En el seno del Comité Europeo de las Regiones, el presidente Juanma Moreno ha vuelto a poner sobre la mesa una prioridad que para nosotros no es una consigna política, sino una cuestión de justicia: el agua. La reciente aprobación en este organismo del dictamen sobre resiliencia hídrica confirma algo que en el sur conocemos bien. El cambio climático y la escasez de recursos obligan a Europa a mirar al Mediterráneo con realismo. No podemos permitir que las instituciones comunitarias ignoren que el sur de España necesita reforzar sus infraestructuras y su planificación hídrica para que nuestros agricultores y ganaderos sigan siendo uno de los grandes motores agroalimentarios de Europa. Para Andalucía, esta cuestión no es ideológica; es económica y social.

Las recientes borrascas que afectaron a Andalucía hace apenas unas semanas han demostrado que la gestión del agua no es un reto del futuro, sino del presente. Durante la intervención del presidente Juanma Moreno en Bruselas, reclamó que la Unión Europea active mecanismos de apoyo como la Reserva de Crisis de la PAC, el Fondo de Solidaridad y la reprogramación de fondos del Mecanismo de Recuperación y Resiliencia, para que las regiones puedan responder con eficacia ante emergencias meteorológicas y proteger el sector primario.

Pero la política real también se juega en el tablero geopolítico. Andalucía alberga infraestructuras estratégicas como la base naval de Rota, una instalación clave para la cooperación entre España y Estados Unidos dentro del marco de la OTAN. Por eso cualquier incertidumbre en la política exterior española puede acabar teniendo repercusiones económicas. La estabilidad en nuestras alianzas internacionales no es una cuestión abstracta: detrás de cada exportación de aceite, de cada contrato naval o de cada producto que sale de nuestros puertos hay miles de familias andaluzas que dependen de un entorno internacional estable y previsible.

La proyección exterior de Andalucía también se refleja en el ámbito tecnológico. Esta semana el presidente Juanma Moreno ha visitado en Lovaina el centro de investigación IMEC, uno de los principales referentes mundiales en nanoelectrónica y desarrollo de semiconductores. El proyecto para instalar en Málaga un centro vinculado a este ecosistema de innovación europeo no es fruto de la casualidad.

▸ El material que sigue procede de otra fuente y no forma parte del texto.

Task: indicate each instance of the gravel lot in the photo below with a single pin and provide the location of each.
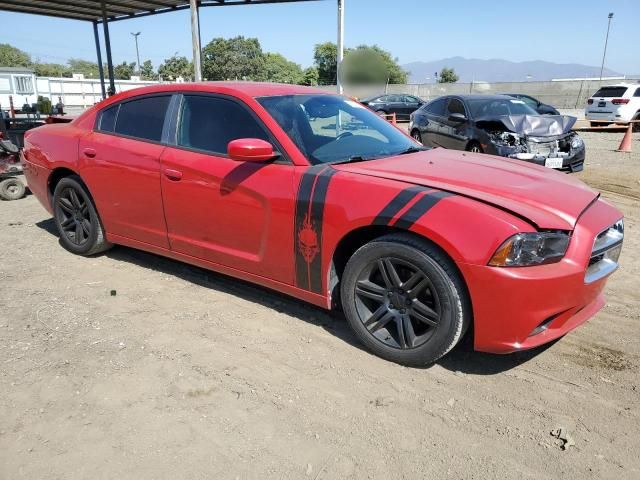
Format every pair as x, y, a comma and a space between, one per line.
185, 373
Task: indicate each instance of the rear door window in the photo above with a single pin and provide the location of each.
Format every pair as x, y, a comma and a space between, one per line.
209, 123
143, 118
608, 92
437, 107
456, 106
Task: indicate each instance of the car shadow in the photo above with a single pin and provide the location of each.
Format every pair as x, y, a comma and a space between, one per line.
461, 359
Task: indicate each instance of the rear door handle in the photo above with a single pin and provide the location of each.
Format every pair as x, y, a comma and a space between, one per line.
172, 174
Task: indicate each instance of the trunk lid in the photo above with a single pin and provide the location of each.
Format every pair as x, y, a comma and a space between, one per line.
546, 198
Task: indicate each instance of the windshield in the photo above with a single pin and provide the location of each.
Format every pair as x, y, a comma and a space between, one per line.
331, 128
481, 107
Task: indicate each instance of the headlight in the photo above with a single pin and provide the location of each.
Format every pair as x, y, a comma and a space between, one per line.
528, 249
576, 142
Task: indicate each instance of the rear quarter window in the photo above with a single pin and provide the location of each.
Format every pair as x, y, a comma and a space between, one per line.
107, 120
143, 118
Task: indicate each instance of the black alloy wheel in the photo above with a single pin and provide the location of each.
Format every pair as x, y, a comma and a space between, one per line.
397, 303
405, 299
78, 223
72, 213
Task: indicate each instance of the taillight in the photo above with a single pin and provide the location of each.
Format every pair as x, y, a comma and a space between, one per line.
620, 101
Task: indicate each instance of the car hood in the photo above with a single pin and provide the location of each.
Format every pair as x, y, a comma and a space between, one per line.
546, 198
534, 125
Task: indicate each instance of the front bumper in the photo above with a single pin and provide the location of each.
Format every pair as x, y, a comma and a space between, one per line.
572, 162
521, 308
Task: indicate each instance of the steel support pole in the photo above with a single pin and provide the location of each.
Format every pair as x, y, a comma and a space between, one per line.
195, 40
606, 40
99, 56
340, 44
107, 44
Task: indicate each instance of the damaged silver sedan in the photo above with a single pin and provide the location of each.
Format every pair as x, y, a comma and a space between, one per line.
499, 125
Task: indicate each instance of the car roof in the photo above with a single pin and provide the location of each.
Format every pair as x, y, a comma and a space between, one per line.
480, 97
251, 89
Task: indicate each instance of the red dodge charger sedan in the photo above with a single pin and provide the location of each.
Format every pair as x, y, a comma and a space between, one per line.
314, 195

Es el resultado de años de trabajo para simplificar la administración, atraer inversión y generar la confianza que buscan quienes deciden dónde desarrollar tecnología puntera.

Frente al modelo del muro y el enfrentamiento que domina demasiadas veces el debate político nacional, el modelo andaluz apuesta por algo mucho más útil para los ciudadanos: estabilidad, diálogo y crecimiento económico. Mientras otros se pierden en debates estériles que no pagan las facturas de nadie, Andalucía sigue avanzando para consolidarse como una tierra que defiende sus intereses en Bruselas, que impulsa su industria y que apuesta por la innovación.

Porque en tiempos de ruido político, Andalucía no necesita gritar más que nadie. Necesita algo mucho más útil: que su voz se escuche con claridad. En definitiva, una Andalucía con voz propia frente al ruido.